Other matters of note in the practice note are:

  • the Court has clarified the position in relation to how GST is to be dealt with, with a party not entitled to an input tax credit being able to recover GST on disbursements and a GST inclusive hourly rate to apply in respect of any work recoverable by reference to scale item 1.1.
  • a party must disclose its entitlement to claim an input tax credit in both cost summaries and bills of costs.
  • the form of the bill of costs has changed, with the inclusion of tables of rates for both lawyers and counsel, a new part C in which any particular special comments about the bill are to be detailed, and a requirement to confirm that there has been no breach of the indemnity principle.

Those preparing bills of costs should have particular regard to Annexure B to the Practice Note –Guide for Preparing a Bill of Costs. The Practice Note sets out in detail the various approaches which should be avoided in preparing the bill. These include avoiding grouping different tasks into a single bill item and ensuring that the rate applied reflects the nature of the work, rather than the status of the person undertaking the work. It also requires that GST be applied on an item by item basis rather than claimed as a single figure at the end of the bill.

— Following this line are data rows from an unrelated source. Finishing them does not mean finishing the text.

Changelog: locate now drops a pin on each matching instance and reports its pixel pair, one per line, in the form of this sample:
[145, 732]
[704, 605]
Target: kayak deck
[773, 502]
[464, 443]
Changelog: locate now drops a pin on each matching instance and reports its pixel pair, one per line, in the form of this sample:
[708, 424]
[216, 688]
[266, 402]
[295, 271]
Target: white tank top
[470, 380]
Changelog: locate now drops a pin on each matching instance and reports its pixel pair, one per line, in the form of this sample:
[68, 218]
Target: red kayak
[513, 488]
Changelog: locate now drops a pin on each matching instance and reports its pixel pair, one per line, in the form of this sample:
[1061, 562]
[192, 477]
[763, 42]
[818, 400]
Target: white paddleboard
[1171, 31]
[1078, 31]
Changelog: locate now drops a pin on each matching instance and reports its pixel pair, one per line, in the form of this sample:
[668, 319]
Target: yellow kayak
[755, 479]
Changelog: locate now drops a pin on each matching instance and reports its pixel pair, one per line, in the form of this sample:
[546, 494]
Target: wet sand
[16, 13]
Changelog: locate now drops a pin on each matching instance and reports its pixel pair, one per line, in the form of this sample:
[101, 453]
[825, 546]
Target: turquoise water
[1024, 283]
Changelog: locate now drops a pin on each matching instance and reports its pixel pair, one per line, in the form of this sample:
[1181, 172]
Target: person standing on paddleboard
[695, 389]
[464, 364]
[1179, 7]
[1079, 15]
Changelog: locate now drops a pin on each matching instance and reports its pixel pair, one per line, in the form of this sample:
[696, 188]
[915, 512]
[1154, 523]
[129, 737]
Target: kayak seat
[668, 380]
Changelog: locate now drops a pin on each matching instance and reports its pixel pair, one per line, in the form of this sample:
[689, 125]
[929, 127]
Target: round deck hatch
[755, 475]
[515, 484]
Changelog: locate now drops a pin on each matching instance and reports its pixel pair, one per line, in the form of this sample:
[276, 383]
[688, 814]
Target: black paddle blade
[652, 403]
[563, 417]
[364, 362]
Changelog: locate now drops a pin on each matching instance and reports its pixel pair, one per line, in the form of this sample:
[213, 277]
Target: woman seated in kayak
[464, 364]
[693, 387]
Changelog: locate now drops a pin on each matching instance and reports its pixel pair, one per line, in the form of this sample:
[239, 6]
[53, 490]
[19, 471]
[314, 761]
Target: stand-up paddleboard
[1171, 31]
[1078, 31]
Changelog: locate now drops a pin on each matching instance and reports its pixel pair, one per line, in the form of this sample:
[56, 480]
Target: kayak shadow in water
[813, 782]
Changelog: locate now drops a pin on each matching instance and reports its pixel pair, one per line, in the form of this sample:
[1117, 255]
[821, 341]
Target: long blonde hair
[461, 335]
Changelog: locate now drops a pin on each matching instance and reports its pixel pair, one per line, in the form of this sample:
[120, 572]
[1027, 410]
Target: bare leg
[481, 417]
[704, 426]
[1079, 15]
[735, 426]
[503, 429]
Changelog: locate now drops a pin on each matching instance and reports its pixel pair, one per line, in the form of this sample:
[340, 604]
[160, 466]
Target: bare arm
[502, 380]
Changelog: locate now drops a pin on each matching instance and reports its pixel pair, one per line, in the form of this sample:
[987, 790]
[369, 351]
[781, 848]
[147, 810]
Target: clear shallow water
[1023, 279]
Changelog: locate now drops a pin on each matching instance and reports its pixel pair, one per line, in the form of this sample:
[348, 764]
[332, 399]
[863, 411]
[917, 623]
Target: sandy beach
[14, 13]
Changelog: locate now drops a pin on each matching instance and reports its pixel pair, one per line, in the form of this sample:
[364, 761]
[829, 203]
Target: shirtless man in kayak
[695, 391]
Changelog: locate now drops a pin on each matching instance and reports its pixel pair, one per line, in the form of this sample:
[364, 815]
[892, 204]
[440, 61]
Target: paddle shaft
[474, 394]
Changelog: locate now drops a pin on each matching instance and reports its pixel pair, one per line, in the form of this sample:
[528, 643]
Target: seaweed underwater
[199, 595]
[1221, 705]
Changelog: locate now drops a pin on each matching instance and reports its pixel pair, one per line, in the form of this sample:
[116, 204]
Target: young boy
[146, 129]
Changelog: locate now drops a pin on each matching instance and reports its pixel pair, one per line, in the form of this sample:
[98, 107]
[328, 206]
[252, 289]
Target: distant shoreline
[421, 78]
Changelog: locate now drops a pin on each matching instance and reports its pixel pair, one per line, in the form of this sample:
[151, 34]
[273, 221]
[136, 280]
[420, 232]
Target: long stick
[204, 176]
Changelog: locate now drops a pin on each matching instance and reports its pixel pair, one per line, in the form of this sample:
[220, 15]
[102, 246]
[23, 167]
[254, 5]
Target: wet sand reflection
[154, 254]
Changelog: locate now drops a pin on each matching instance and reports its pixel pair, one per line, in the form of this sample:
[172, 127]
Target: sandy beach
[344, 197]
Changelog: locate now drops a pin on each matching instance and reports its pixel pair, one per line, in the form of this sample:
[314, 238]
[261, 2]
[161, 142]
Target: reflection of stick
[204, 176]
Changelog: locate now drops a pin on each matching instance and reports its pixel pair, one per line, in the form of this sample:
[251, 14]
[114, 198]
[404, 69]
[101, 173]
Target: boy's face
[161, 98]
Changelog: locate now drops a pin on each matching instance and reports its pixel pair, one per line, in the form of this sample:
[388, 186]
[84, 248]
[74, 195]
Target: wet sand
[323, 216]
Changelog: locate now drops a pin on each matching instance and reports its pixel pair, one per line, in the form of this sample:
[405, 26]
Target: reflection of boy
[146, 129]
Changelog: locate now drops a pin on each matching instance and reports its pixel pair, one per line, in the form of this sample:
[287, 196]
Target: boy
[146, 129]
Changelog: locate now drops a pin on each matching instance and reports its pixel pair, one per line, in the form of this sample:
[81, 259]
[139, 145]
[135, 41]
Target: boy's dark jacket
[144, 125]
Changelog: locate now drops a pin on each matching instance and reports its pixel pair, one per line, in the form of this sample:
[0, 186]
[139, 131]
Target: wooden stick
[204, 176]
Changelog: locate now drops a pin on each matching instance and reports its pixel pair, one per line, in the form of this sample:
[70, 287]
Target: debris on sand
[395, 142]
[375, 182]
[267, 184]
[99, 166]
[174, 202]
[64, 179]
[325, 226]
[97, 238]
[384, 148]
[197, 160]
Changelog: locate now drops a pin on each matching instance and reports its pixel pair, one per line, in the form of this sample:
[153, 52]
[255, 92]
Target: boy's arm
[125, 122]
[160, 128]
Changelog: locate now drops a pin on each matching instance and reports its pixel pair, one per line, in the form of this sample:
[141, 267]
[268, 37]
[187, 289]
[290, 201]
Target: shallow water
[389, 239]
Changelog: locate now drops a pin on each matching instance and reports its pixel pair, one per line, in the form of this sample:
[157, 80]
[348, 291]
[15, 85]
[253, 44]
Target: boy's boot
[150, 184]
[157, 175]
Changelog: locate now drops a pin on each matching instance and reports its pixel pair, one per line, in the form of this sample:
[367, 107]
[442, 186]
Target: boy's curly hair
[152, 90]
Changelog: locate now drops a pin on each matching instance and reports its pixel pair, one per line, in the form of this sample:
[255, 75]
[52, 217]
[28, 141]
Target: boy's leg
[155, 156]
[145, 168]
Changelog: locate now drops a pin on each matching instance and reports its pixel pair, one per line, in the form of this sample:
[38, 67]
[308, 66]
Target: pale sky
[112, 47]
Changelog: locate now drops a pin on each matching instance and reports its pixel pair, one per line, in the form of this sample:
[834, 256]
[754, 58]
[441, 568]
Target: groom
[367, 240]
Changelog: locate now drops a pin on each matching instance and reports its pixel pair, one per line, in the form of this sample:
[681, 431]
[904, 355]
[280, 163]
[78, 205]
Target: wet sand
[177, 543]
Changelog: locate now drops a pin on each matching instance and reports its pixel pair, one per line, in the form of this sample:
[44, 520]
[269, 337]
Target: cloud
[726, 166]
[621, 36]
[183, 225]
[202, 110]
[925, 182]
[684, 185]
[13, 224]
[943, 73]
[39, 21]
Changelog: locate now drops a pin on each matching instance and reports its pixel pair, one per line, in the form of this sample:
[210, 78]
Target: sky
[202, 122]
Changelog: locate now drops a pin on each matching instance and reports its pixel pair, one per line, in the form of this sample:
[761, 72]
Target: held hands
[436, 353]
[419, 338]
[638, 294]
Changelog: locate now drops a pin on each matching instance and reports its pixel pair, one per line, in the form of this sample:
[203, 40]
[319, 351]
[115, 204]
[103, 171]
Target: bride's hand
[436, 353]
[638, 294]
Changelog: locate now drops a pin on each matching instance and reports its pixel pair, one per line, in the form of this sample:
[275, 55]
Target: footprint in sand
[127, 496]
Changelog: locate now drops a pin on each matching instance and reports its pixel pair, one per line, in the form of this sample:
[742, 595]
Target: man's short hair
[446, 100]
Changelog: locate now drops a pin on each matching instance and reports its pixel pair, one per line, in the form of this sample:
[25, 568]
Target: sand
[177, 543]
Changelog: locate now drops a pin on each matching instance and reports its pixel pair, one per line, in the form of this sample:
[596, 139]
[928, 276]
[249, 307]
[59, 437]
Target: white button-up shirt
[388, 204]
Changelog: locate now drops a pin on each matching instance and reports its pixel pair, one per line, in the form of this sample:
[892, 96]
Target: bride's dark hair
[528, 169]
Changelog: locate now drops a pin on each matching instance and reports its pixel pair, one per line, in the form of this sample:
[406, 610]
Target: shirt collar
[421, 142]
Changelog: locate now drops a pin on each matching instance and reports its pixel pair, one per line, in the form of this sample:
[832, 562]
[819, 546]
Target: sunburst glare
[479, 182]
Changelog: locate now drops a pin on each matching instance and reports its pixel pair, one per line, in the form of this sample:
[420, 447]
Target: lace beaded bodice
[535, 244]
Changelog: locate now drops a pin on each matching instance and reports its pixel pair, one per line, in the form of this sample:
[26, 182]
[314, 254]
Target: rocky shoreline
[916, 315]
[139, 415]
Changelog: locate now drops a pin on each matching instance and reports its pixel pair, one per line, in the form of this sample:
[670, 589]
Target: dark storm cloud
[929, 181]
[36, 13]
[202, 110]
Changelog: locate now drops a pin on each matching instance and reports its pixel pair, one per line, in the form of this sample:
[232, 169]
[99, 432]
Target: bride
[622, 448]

The Practice Note is aimed at reducing the time and costs involved in quantifying costs recoverable by a party with the benefit of a cost order. However it does require litigation practitioners to give careful consideration to the possible costs orders and procedure for quantification well prior to final orders being made. The Practice Note does not address the position where a matter is resolved on a plus costs basis. In circumstances where the matter has not being dealt by Judge it is less likely that a lump sum cost order would be made.